Therefore, this study aimed to obtain smartphone data by generating backup data from a locked iPhone and then verify the possibility of data recovery by checking the traces of instant messenger messages deleted by the user. In other words, it is intended to verify whether the user’s privacy is being protected by analyzing the traces of deleted messages by the user through mobile forensics. Most instant messengers use SQLite for storing and managing exchanged messages. When the SQLite database record is deleted, if the database shrink function or other application-level deletion does not work, it is possible to recover the deleted record. We will choose two popular iOS-based instant messengers to analyze if deleted messages are recovered.

According to the market share surveyed by Statista, the most popular mobile messenger in the global market is WhatsApp, followed by WeChat [6]. The statistics are based on an estimation of the number of monthly messenger apps activated by mobile messenger users, and according to this statistic, WhatsApp has been activated 2 billion times and WeChat 1.263 billion times (see Figure 1). This study has verified the possibility of recovering deleted data through an experiment targeting the top two most widely used apps among various global messenger apps.

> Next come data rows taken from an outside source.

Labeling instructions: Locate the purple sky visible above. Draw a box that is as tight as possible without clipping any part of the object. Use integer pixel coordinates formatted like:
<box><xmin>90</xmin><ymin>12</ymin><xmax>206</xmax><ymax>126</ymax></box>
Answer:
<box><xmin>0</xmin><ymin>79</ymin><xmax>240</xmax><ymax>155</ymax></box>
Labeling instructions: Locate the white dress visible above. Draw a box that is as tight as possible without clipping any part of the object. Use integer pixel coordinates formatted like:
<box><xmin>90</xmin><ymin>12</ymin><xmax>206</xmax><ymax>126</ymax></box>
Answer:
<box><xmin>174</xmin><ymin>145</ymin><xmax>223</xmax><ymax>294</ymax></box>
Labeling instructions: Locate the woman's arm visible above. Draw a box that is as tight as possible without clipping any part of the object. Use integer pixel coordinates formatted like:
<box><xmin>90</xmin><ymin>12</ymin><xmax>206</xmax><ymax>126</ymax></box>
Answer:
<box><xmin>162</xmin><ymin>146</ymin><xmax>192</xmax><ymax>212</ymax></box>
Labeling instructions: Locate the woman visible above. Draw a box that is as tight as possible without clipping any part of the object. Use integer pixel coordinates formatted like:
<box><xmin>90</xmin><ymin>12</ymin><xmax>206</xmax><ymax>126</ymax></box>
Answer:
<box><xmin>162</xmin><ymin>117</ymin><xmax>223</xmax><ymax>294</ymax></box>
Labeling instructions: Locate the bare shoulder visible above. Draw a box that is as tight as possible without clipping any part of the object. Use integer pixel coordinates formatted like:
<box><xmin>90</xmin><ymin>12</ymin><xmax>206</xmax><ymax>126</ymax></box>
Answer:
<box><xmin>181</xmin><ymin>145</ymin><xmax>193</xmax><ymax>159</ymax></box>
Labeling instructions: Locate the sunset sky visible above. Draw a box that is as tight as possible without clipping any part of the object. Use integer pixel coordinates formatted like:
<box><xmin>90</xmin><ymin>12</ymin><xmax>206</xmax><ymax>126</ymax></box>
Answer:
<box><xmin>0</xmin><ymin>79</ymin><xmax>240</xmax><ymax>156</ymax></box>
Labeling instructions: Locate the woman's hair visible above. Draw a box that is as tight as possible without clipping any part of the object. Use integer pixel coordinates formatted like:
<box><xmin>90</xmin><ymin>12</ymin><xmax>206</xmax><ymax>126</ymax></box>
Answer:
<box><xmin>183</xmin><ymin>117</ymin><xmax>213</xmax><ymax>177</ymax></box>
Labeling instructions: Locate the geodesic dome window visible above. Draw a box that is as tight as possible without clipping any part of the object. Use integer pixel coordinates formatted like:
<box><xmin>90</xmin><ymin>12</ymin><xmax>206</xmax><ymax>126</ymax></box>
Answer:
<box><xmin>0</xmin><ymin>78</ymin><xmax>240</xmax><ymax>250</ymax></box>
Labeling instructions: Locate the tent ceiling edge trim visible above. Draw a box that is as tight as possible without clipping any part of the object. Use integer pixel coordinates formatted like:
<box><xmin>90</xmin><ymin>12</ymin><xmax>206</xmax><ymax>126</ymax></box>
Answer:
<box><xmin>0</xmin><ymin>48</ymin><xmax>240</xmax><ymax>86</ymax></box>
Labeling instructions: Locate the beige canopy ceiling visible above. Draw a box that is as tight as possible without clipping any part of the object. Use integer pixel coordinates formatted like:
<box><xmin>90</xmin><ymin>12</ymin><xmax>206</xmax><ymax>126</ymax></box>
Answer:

This study contributes to digital forensics as follows.

• It presents a method of investigating the structure of the SQLite database, which stores chat messages in most instant messengers, and the verification of privacy protection reliability from a digital forensic point of view.
• Since this study presents a method of creating backup data for the iPhone without unlocking it, even if the mobile phone is locked, the possibility of leakage of personal information inside the mobile was technically confirmed.
• Since this study includes experimental results on data traces targeting the two messengers with the highest usage rates in the global instant messenger market, it is of practical use in mobile forensics.

This paper is organized as follows. Section 2 introduces reviews of prior related studies. Section 3 discusses a method of acquiring data by creating a backup in a locked iPhone and the structure of the SQLite database, and how to detect deleted data. Section 4 configures the experimental environment and a deletion event to check the recoverability of deleted messages. Section 5, following on from the deletion event presented in Section 3, deals with the detection of data, observation of the data change in SQLite, and derivation of the experimental results. Lastly, Section 6 presents the conclusion.

2. Related Works

Until very recently, the greater part of digital forensic analysis of iPhones was largely based on backup files, because it is very difficult to obtain all data in the physical area from the iPhone. Unlike open source-based Android, iOS is very limited in terms of the areas that a user of the leading closed OS platform can access. Since Android users can access the systems area using the ADB (Android Debug Bridge) protocol, previous studies mainly focused on acquiring and analyzing the data in the physical area. On the other hand, studies on iOS mainly focused on extracting the data in the logical area, i.e., the backup file, and analyzing the related artifacts. Anglano (2014) presented a forensic analysis of artifacts left on Android mobile devices by WhatsApp Messenger [7]. The study was notable in that it presented the correlation of various artifacts to infer user behavior and reconstruct the time sequence of messages exchanged by users. However, there is a limitation in that study that cannot be used in this study as it was based on Android OS. Han (2016) discussed the methods of acquiring and analyzing smartphone backup data [8]. It can be considered a prior study on the data acquisition method proposed in this study, as it suggests the use of the lockdown key file (Escrow Keybag) in iOS. As discussed above, the file makes it easy to obtain backup data from a locked iPhone. Shimmi (2020) emphasized that an iOS device’s backup file was a potential source of main evidential data and explained the process of changing the SQLite table schema related to the analysis of the iOS backup file obtained through logical collection technology [9]. The study showed a good result that can confirm the direction in which Apple changed the configuration information related to backup files. However, there are some differences from this study as these previous studies mainly focused on the method of acquiring backup data.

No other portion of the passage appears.